How To Stop Online Shopping Splurges

Online shopping is easy — so easy that you often spend far more than you intended. If you need to cut back on your shopping habits, there are some simple strategies to follow. Plus: the surprising list of suburbs in Australia that do the most mobile shopping.

Picture by Matt Cardy/Getty Images

The impetus for this story was slightly unusual. I went to a briefing at eBay Australia yesterday covering trends in shopping via mobile phones and tablets. We’re spending a lot of money that way (eBay’s sales from mobile devices have gone up 60 per cent year-on-year, and it’s the largest part of the business). Knowing how people spend their money is also a useful guide to how you can spend less: don’t do the things that people most commonly do when they spend money online.

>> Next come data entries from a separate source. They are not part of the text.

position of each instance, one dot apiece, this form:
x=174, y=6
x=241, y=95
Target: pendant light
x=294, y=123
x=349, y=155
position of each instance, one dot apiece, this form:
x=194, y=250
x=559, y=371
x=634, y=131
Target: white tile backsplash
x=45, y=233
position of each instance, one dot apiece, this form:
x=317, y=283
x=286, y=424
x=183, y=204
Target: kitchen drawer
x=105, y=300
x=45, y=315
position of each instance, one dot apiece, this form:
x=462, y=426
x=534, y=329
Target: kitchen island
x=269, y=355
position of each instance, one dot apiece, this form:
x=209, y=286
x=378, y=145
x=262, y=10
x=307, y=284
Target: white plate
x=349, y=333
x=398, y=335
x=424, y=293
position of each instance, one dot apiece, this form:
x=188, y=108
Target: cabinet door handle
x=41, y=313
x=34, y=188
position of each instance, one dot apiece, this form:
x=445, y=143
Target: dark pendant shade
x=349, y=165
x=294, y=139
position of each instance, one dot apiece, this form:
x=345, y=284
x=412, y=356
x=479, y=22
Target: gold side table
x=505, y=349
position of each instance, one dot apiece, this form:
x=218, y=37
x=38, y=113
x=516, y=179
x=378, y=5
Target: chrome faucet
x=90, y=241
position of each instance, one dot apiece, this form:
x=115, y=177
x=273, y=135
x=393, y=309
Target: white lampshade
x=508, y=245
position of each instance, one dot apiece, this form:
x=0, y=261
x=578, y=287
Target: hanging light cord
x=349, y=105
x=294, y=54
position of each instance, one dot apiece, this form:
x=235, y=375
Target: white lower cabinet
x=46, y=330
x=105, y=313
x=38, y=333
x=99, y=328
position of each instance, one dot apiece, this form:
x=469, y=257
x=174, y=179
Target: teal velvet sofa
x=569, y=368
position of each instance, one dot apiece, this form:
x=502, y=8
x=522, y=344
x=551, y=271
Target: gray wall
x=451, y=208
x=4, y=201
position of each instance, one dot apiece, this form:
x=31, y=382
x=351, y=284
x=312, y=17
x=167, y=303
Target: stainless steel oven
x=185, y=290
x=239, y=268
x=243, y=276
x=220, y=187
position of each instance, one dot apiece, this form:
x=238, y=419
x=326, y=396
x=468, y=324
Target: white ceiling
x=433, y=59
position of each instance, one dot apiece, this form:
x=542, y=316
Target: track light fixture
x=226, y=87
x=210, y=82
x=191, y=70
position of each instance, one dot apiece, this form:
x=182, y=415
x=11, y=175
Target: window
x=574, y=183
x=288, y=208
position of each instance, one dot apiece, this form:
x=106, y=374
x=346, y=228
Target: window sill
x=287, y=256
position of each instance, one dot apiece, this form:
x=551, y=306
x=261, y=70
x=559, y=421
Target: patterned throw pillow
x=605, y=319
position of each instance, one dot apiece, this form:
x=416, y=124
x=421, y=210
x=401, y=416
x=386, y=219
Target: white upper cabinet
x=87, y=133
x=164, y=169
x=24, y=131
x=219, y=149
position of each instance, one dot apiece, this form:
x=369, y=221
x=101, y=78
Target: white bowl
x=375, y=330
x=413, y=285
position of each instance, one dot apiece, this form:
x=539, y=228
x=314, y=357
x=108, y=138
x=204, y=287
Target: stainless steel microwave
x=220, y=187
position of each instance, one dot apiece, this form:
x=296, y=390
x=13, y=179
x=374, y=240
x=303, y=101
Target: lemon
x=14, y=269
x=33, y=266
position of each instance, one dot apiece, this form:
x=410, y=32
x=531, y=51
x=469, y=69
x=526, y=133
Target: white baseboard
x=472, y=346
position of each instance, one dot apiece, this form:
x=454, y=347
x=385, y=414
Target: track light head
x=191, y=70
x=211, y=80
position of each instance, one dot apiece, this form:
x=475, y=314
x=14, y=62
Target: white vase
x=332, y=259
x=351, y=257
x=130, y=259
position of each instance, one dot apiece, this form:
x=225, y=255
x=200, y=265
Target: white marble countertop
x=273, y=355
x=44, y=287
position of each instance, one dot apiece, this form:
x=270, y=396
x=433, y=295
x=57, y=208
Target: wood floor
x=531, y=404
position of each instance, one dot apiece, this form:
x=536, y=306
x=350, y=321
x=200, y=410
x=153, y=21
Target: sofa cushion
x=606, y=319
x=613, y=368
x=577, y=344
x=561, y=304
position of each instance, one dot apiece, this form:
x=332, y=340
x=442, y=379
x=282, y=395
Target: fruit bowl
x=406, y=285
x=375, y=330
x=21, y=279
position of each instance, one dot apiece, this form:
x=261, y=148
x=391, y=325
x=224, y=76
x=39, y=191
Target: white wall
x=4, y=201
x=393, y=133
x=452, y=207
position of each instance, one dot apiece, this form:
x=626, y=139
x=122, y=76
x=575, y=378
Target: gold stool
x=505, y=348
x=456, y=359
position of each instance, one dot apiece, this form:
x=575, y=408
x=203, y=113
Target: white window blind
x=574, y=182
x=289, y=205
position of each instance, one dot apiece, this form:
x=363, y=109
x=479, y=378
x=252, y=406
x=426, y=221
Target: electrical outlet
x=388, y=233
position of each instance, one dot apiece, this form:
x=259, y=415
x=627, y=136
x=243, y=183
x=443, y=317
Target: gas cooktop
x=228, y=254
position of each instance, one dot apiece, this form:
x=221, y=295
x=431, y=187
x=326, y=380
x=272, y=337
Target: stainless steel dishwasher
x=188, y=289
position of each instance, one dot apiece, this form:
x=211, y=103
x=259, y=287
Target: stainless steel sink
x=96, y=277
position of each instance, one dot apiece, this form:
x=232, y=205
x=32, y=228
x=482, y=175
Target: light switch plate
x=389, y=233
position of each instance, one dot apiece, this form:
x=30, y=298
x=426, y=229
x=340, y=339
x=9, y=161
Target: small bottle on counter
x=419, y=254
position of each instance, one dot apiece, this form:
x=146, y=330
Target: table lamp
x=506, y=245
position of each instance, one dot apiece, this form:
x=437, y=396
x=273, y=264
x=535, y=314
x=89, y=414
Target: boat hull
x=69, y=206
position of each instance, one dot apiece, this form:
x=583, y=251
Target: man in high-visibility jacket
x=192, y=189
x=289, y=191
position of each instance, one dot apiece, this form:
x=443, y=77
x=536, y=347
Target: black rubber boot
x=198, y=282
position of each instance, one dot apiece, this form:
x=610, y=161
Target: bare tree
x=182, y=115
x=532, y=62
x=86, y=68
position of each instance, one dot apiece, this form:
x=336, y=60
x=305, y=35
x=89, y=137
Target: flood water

While the trends I quote below will largely be specific to eBay, the advice applies equally to any other online shopping platform, mobile or not. While you might think of eBay as largely an auction site, 64 per cent its sales are of fixed-price goods. In Australia, 83 per cent of items listed locally are at a fixed price, and eBay is continuing to push to change from an auction-oriented site to one that’s essentially a hub for other retailers.

Don’t use your mobile

“We do know that people who use mobile buy more and spend more,” Tom Butler, group product manager core products and mobile at eBay Australia, told Lifehacker at the briefing. That fact makes Tom happy (it’s his job to flog as much product via mobile platforms as possible), but it also provides an important clue on how to curb your spending. Rather than casually hitting the shops on your phone every time you’ve got a spare second, set yourself a rule: online shopping is for the desktop only.

Don’t install shopping apps

Installing a specific app for your favourite online store makes it simpler to shop — which is exactly what you don’t want if you’re trying to save money. Not having an app won’t completely stop you, especially if you have a relatively modern smartphone with a decent browser, but it will make the task more difficult.

Incidentally, it will also save you a lot of updates. eBay locally releases an app update every five weeks, though that’s in large part because it covers so many platforms (iPhone, iPad, Android, Windows Phone 7 and BlackBerry, though the last has been largely untouched for two years).

Stay away from clothes, gadgets and cars

The biggest-selling categories for eBay on mobile are fashion, electronics and auto parts. You won’t find us arguing that there’s anywhere better to buy electronics than online, but that doesn’t mean you should regularly be browsing as a daily habit. Similarly, resist clothes shopping unless you’re planning a wardrobe reboot.

Move suburbs

According to eBay, these are the 10 suburbs in Australia which do the most mobile shopping online:

  • Werribee
  • Liverpool
  • East Mackay
  • Truganina
  • Cranbourne
  • Charlton
  • Campbelltown
  • Narre Warren
  • Burnside
  • Mickleham

If you live in one of these areas, consider either moving or getting rid of your mobile phone. OK, I’m being slightly facetious here: for all I know, the good citizens of Truganina are shopping ninjas who only buy stuff they need at the best possible price. But their volume of shopping suggests otherwise.

Avoid the danger zones: lunchtime, weekends, couches

eBay’s figures show three clear periods where shopping volume is higher than expected on mobile devices: at lunchtimes (especially on Mondays), between midnight and 4am on Friday and Saturday nights (alcohol is almost certainly involved), and in the evenings when people are lounging around in front of their TVs with tablets. In all three cases you’re tired and vulnerable and more likely to make impulse purchases.